Why Is There Virtually No Research on South Asian American Mental Health?
An interview with Dr. Sripriya Chari, a pyschologist with Stanford Medicine's South Asian Mental Health Program
When I began writing They Called Us Exceptional, I searched for research studies that would help illustrate how common and complex suicidality was within our communities—it’s something nearly every South Asian family I know has some experience with, yet I’d never heard it discussed as a phenomenon worthy of deeper examination. It was seen as a tragic, one-off, freak incident; never as part of a societal issue that demanded a reckoning.

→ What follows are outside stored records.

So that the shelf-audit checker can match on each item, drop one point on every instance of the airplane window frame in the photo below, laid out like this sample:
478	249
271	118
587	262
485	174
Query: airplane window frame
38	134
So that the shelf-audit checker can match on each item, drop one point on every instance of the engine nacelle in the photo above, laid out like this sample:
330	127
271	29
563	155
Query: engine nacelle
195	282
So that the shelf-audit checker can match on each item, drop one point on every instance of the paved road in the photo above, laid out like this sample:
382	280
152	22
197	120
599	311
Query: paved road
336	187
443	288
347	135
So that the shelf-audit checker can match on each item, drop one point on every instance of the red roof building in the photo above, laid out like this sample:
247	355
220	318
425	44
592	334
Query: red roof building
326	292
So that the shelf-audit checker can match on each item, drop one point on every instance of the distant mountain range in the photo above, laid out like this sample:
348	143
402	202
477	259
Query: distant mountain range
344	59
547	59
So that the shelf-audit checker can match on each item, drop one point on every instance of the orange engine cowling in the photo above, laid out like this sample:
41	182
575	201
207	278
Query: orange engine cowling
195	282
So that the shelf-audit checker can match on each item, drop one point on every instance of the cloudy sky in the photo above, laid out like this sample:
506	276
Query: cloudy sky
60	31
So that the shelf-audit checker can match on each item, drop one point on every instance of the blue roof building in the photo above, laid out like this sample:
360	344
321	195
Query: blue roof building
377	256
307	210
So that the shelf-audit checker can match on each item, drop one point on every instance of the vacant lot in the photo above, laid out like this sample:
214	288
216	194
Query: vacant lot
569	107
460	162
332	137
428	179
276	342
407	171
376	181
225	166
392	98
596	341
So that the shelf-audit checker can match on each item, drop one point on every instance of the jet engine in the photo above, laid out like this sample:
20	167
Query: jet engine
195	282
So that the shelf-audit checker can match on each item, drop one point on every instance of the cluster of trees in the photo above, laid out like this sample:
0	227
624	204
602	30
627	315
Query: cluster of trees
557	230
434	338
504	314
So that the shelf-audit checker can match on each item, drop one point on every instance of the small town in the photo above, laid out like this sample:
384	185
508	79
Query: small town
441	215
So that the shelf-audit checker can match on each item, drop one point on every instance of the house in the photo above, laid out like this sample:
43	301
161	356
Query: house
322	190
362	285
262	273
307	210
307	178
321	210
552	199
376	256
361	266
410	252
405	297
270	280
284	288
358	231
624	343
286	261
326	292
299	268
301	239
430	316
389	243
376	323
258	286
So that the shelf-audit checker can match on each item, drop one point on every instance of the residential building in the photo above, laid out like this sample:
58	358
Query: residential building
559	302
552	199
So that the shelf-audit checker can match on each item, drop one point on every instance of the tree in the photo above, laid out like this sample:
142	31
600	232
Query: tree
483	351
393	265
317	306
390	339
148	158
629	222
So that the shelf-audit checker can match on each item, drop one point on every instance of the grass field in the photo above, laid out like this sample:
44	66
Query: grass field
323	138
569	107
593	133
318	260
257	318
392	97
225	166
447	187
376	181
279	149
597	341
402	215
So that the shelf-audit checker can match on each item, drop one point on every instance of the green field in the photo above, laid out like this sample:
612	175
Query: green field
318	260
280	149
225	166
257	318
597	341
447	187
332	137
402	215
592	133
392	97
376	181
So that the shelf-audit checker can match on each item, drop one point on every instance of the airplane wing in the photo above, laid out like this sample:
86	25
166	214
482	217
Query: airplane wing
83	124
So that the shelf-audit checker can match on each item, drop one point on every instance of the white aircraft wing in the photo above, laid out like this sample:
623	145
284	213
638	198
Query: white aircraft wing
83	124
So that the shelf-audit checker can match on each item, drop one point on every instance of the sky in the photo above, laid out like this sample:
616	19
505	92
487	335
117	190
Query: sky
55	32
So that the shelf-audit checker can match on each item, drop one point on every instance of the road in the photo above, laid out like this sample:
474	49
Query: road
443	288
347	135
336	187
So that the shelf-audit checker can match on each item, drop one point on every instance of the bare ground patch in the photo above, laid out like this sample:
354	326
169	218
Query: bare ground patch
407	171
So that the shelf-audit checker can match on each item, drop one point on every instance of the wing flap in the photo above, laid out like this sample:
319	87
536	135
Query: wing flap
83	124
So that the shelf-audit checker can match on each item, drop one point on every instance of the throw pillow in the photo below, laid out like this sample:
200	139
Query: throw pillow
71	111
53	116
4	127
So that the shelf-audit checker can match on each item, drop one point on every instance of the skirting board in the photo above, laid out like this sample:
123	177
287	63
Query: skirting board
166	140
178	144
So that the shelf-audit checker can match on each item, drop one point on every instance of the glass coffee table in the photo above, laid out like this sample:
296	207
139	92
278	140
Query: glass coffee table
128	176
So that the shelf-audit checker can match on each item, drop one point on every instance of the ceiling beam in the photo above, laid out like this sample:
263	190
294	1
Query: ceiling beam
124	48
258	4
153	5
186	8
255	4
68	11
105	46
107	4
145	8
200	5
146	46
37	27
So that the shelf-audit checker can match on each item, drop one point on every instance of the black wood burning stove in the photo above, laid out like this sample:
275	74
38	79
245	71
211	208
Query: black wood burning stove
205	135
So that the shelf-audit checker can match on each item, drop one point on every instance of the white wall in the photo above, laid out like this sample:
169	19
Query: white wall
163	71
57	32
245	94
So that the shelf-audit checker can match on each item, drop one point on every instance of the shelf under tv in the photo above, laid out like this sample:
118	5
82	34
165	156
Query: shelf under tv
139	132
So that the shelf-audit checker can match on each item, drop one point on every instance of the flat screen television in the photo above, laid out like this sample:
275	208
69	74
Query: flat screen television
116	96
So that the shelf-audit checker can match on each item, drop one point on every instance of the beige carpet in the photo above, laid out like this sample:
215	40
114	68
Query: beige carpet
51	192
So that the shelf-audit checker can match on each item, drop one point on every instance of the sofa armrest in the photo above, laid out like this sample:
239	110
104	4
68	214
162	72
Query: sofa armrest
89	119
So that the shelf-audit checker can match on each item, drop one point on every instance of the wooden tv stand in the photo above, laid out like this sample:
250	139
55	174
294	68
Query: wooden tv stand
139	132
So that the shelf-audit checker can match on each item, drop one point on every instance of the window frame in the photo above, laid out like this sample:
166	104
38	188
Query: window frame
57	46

I had hoped that contextualizing my family’s experiences with research could help illustrate the scope of the problem and portray it as a systemic issue that we must address—rather than as a strictly private matter to be hidden by shame. Of course, South Asian diasporic experiences are so varied and our backgrounds are incredibly diverse along lines of religion, caste, immigration status, gender, sexuality, class, and more. But as caste-privileged Indian Americans, in particular, have gained prominence in the public spheres of politics, entertainment, and business, I wanted to show how the one-dimensional, celebratory story of success built around these figures hid a darker and more complicated reality that holds everyone back from accessing the help our communities need.
I was stunned, however, when I found virtually no data to support my family’s experiences. It was maddening; another way in which the world was telling me that what I saw around me was not real. Since the book’s publication, I have heard from countless readers about families suffering alone and in silence, thinking they, too, were the only ones.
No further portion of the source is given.